Daily Gains Letter

Why a Market Correction Is Good for Your Retirement

By for Daily Gains Letter | Jan 9, 2013

















DL_Sasha_5One of the biggest worries when it comes to investor sentiment is the possibility of a market correction. I get asked these questions often: what happens if there is a market correction, and how will this affect my retirement?

A market correction is an extreme decline in investor sentiment. Everything in the world cycles, from the stock market to the weather, as nothing goes upward forever. There will never be a situation in which an investment is 100% immune from a market correction. In life, the only certainties (as the old saying goes) are death and taxes.

However, a market correction can be viewed as a positive over the long term. The reason I say that is that negative shifts in investor sentiment stem from the short-term mindset, while the long-term investor can benefit.

A market correction can be viewed as a shift in wealth away from the short-term investor to the long-term investor. If one takes a look back at a historical chart of the S&P 500 over the past 100 years, you will note that even the scariest times in which the market correction felt brutal, on a long-term chart, it was simply a blip and a great buying opportunity.

The crash in 1987 was one of the most dramatic drops in investor sentiment, yet on a long-term chart, it was an outstanding buying opportunity. Even the most recent market correction in 2008–2009 was a great buying opportunity, as the market has essentially doubled over the last few years.

Instead of being scared of massive drops in investor sentiment, the person with a long-term viewpoint should actively be looking for a market correction to add to a portfolio.

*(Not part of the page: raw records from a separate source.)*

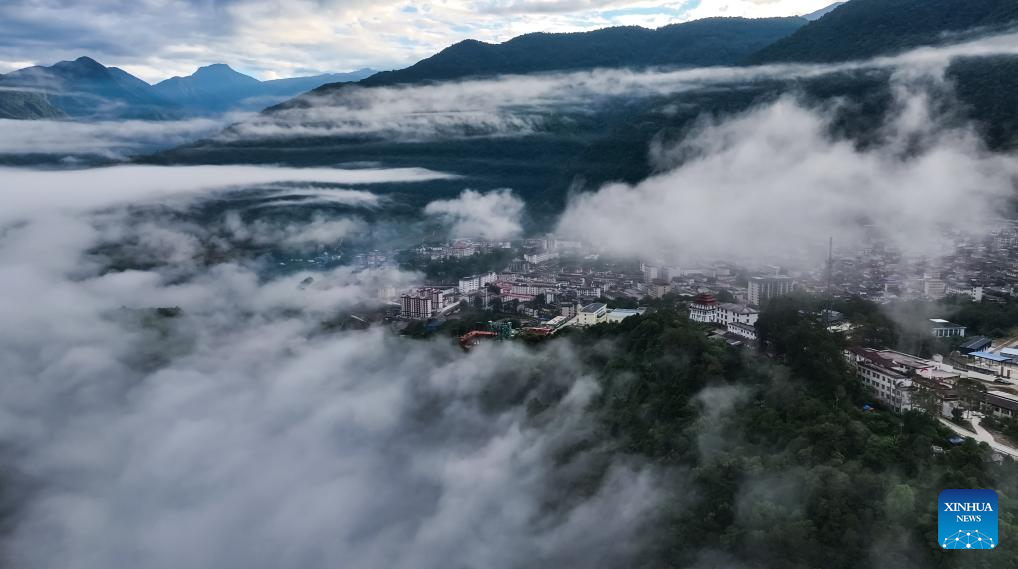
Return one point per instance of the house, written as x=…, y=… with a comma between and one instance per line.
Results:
x=977, y=343
x=1002, y=405
x=619, y=315
x=888, y=385
x=591, y=315
x=944, y=329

If an investor were able to accumulate at times of a large market correction, the total return would far exceed simply buying and holding.

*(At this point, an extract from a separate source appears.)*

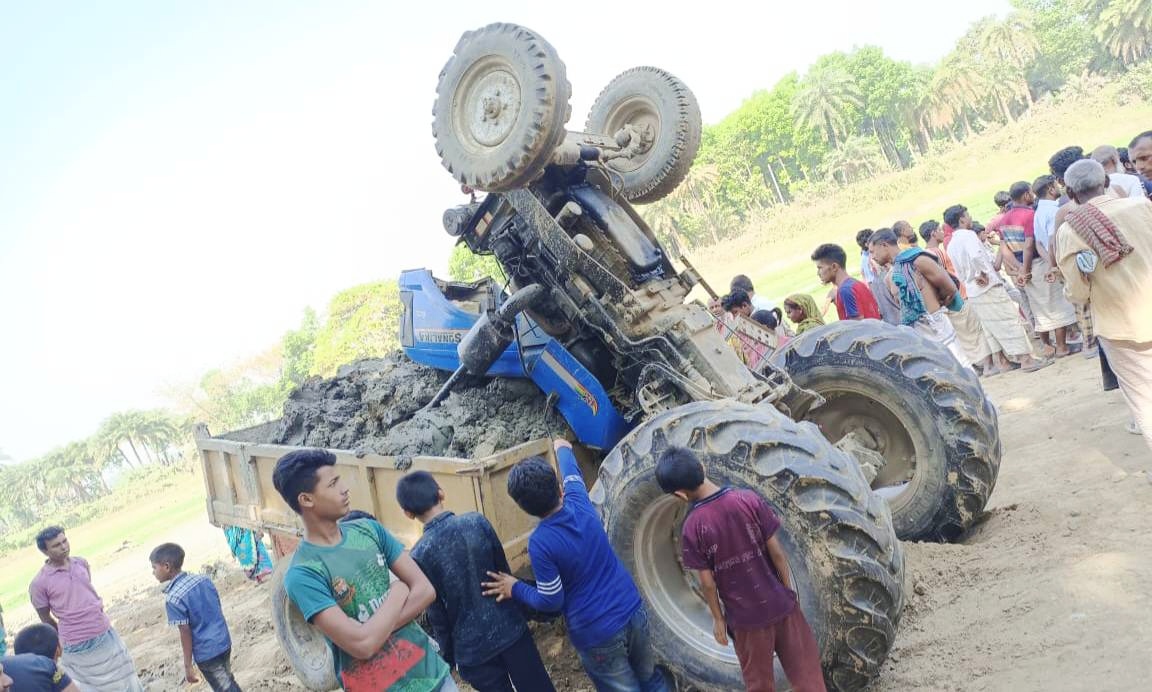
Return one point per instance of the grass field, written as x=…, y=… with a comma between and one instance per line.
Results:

Taking advantage of shifts in investor sentiment is, I believe, the way to increase total portfolio returns. Many buy-and-hold investors complain that during the past 10 years, they’ve made no money. That is true; they haven’t made money by simply buying and holding.

However, during the past decade, the S&P 500 has doubled twice, each time following a serious market correction. From the depths of 2002 to the peak in 2007, the market nearly doubled; and from 2009 to the recent peak in 2012, once again, the market doubled.

Going against the crowd in investor sentiment is difficult, but it’s also crucial. This means taking profits when investor sentiment is too bullish and stepping in to accumulate during a market correction.